Um beim Ausbau der Windenergie schneller zu werden, nimmt Niedersachsen die Kommunen künftig stärker in die Pflicht. Wie Energieminister Christian Meyer am Montag ankündigte, sollen verbindliche Flächenziele für die Landkreise und kreisfreien Städte dafür sorgen, dass deutlich mehr Anlagen gebaut werden. «Ein Windrad pro Tag wäre das Ziel», sagte der Grünen-Politiker. Man müsse «mehr Platz für Windräder schaffen», da sonst die Klimaschutzziele verfehlt werden.

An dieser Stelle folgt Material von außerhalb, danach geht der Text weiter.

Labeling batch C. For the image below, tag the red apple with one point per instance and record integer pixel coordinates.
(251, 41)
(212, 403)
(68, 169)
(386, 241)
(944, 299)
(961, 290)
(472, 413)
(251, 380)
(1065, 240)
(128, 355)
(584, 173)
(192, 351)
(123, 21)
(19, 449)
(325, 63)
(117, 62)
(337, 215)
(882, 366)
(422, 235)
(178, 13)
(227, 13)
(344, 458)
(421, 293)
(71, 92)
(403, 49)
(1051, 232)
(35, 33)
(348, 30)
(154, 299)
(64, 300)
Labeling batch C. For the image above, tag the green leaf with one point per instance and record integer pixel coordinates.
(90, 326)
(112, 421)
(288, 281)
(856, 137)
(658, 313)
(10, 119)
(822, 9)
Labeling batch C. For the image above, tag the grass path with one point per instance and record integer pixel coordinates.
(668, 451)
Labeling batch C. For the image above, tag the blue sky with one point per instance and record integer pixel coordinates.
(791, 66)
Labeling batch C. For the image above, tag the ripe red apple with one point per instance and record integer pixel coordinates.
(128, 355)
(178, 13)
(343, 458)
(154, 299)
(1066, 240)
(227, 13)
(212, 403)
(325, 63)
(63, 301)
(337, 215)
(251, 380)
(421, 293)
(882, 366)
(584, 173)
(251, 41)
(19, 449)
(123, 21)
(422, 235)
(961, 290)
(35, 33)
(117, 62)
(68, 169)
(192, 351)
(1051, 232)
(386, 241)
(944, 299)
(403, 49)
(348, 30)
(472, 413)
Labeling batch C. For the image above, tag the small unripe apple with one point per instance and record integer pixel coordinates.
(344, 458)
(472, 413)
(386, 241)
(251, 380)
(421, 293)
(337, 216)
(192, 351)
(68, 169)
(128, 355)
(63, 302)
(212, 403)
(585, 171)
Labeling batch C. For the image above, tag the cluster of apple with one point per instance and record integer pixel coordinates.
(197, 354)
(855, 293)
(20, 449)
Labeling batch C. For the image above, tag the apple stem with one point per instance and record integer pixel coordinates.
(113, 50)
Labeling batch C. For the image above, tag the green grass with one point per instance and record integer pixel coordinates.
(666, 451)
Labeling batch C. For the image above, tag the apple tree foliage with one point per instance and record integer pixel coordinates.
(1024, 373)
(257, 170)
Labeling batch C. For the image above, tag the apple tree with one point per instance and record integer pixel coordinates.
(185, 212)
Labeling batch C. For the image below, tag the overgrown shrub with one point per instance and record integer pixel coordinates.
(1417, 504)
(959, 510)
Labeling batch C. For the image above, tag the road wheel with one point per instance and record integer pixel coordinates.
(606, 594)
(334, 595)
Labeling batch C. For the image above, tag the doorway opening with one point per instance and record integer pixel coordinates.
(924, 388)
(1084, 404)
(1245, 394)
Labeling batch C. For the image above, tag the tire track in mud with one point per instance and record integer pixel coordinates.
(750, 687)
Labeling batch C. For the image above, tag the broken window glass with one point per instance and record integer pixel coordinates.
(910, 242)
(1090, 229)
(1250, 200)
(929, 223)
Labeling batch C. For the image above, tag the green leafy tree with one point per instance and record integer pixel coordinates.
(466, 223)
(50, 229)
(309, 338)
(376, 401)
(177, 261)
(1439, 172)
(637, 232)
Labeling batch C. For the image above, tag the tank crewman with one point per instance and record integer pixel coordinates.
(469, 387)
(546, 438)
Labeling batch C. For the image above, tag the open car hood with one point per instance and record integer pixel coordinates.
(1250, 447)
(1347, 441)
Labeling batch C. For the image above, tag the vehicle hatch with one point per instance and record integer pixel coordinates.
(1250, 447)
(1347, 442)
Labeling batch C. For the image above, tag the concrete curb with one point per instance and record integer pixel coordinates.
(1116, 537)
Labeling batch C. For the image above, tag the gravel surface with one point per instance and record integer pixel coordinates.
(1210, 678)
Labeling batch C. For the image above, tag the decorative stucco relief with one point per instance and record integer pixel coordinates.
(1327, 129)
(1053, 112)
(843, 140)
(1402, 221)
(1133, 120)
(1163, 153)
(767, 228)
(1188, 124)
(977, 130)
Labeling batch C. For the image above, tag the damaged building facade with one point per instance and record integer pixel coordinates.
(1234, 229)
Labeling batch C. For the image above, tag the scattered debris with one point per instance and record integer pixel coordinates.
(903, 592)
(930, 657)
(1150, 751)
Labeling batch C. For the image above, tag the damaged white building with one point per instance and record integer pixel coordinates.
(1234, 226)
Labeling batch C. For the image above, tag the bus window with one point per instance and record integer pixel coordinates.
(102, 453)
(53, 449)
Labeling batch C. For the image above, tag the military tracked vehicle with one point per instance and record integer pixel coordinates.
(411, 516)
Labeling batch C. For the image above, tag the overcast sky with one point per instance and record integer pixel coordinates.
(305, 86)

Mit Hilfe von Wissenschaftlern wurde nun errechnet, welche Flächen die Kommunen theoretisch für die Windkraft nutzen könnten - und wie viel sie bis 2026 tatsächlich dafür ausweisen müssen. Besonders viele Windräder könnten demnach bald im Landkreis Rotenburg entstehen, wo 4,89 Prozent der Fläche genutzt werden sollen. Ähnliches gilt für die Landkreise Uelzen (4,79 Prozent), Lüneburg (4,72 Prozent) und Emsland (3,7 Prozent). In den Städten Osnabrück (0,01 Prozent) und Göttingen (0,32 Prozent), aber etwa auch im Landkreis Wilhelmshaven (0,12 Prozent) sieht das Land dagegen geringere Potenziale.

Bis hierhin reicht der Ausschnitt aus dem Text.